Gov’t seeks marketers for Liza oil lifts

Government has announced that it is looking for marketers of oil from the Liza 1 and Liza 2 platforms but for a second time has not released to the public information on the requirements or the specific period the contract would cover.

Unlike in the past where the information was shared on what criteria they should meet, the Ministry of Natural Resources is again asking interested bidders to write seeking whatever clarity is needed for the bids that will be opened on October 11, 2022.

“The Ministry of Natural Resources, hereinafter referred to as “the procuring entity” invites eligible bidders to submit their bids for the provision of marketing services for the cooperative republic of Guyana’s Oil Entitlement from Lot –Liza Destiny FPSO Vessel and Lot 2-Liza Unity FPSO Vessel,” a notice from the Ministry states.

It said that “Interested bidders may obtain further information by email at jmckenzie@nre.gov.gy.”

It is unclear why information on the processes was withheld but calls to both Minister of Natural Resources Vickram Bharrat and the ministry’s Permanent Secretary Joslyn Mackenzie went unanswered.

There has been no marketer for oil share from the Liza Unity, which has been in operation since February of this year, as government had said it would undertake the task itself until it “fleshes out” what would be the regime going forward.

For this country’s oil share from the Liza Destiny FPSO, the contracted marketer had been the Saudi Arabia-based Aramco company and its contract expired on August 31st of this year.

The Government of Guyana has said that it will receive 12 lifts for this year from the 96.3M barrels of oil equivalent expected to be produced from the Stabroek Block.

Last month, Senior Petroleum Coordinator within the Natural Resources Ministry Bobby Gossai Jr had told this newspaper that there had been “three (3) lifts of profit oil from Liza Destiny FPSO for 2022 thus far” and “another three (3) lifts” were expected during the remainder of the year.

It is also unclear when the next oil lifts are due.

Government has said that it would have been setting up a portal dedicated to making information on the oil and gas sector public but to date there has been no such website or sub-link on the MNR’s website.

Sparse public information is given about the upcoming tender process but the ministry notes that the bids will be divided into lots.

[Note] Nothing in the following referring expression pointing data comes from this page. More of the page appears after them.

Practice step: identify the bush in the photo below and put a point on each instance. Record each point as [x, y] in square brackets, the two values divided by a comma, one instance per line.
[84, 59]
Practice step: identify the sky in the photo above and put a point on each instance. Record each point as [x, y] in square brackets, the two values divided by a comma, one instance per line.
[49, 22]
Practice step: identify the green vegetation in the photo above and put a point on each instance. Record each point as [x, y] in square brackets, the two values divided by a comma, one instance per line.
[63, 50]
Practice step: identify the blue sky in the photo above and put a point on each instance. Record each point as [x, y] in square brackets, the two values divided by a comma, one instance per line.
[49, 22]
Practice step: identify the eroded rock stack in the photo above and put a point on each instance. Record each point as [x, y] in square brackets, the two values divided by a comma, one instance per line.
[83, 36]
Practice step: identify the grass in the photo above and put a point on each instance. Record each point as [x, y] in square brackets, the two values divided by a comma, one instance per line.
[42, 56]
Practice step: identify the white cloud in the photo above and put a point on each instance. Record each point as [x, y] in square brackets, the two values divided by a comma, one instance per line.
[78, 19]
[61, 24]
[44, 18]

It did not state how many lots or for what period each lot covered.

“This bid is conducted on lots of basis [lots division basis]. Bidders may bid for one or more lots as defined in the bidding documents. Firms must submit the original and two copies and electronic non-editable copies of the bid for each lot. The bidder shall seal the signed bid in an envelope addressed to the National Procurement and Tender Administration Board,” the notice informs.

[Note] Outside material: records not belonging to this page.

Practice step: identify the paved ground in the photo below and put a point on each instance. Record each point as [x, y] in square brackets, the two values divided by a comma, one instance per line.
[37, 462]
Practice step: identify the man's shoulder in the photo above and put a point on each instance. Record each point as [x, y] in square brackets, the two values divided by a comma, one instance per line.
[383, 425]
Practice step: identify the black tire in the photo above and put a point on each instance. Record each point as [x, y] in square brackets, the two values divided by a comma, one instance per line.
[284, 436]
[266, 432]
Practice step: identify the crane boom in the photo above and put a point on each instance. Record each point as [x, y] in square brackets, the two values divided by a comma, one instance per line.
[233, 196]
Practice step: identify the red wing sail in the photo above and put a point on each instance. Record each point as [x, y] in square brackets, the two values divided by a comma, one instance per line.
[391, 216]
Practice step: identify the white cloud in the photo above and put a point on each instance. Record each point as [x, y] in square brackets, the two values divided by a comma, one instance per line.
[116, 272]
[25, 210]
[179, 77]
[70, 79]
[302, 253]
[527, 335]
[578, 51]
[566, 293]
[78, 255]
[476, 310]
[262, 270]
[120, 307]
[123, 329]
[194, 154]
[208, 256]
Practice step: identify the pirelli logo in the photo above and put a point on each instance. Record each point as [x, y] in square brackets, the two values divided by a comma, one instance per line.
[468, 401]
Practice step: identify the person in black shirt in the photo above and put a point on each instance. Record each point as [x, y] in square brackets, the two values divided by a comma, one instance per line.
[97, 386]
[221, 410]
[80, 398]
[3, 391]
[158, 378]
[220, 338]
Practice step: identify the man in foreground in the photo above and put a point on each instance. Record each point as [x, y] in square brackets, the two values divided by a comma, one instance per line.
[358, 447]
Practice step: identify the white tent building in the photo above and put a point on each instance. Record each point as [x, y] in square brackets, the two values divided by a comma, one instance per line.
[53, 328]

Last year August, government had confirmed that Aramco’s contract “is for a year; the 12 months starting from September to August next year.”

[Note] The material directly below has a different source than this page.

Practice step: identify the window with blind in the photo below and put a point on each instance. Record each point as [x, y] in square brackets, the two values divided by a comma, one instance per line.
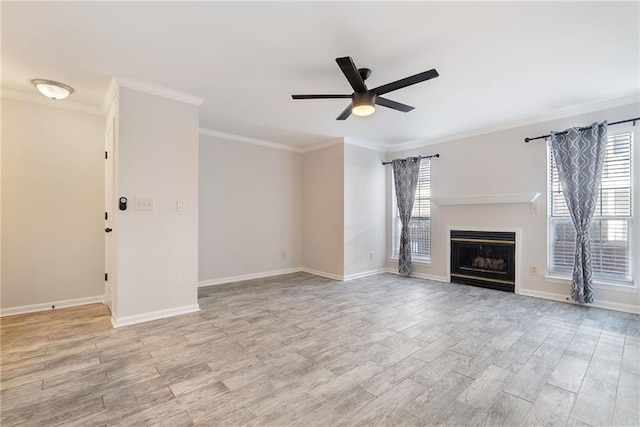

This year, it had said that it would be marketing oil from Unity, using the spot sale system, a provision catered for under the crude lifting agreement, until a determination of the way forward.

Directly selling its oil share from that project to India was also being explored.

“That [selling to India] is something we will consider, too. But, of course, we would like it to be an open, transparent process. We have always mentioned it should be that way. We are considering the option of India but then we are looking at making it an open process,” the Minister of Natural Resources had said.

“What we are looking at, too, is not marketing but selling [ourselves]. In that way we save on the marketing fee. So if any country, India, or any company, is willing to do that, we may be open to talk about that. That way this country would actually save money,” he had added, while noting that government will assess the best option for this country.

However, main opposition coalition partner the Alliance for Change had expressed concern over the prospect of the government directly marketing the country’s share of crude oil, bypassing existing established marketing mechanisms.

General Secretary of the AFC and current Natural Resources shadow minister in Parliament, David Patterson, had said such a move would not only signal a significantly frightening development, but raise questions about the policy direction, whether it has been well researched and the potential benefits quantified.

“Guyana, a new oil-producing country without the requisite industry experience, should seek partnerships to leverage our bargaining power. The PPP regime should not traverse beyond the usual bi-lateral agreement between nation-states, and all such resulting commercial contracts should be subject to parliamentary oversight and approval,” Patterson said.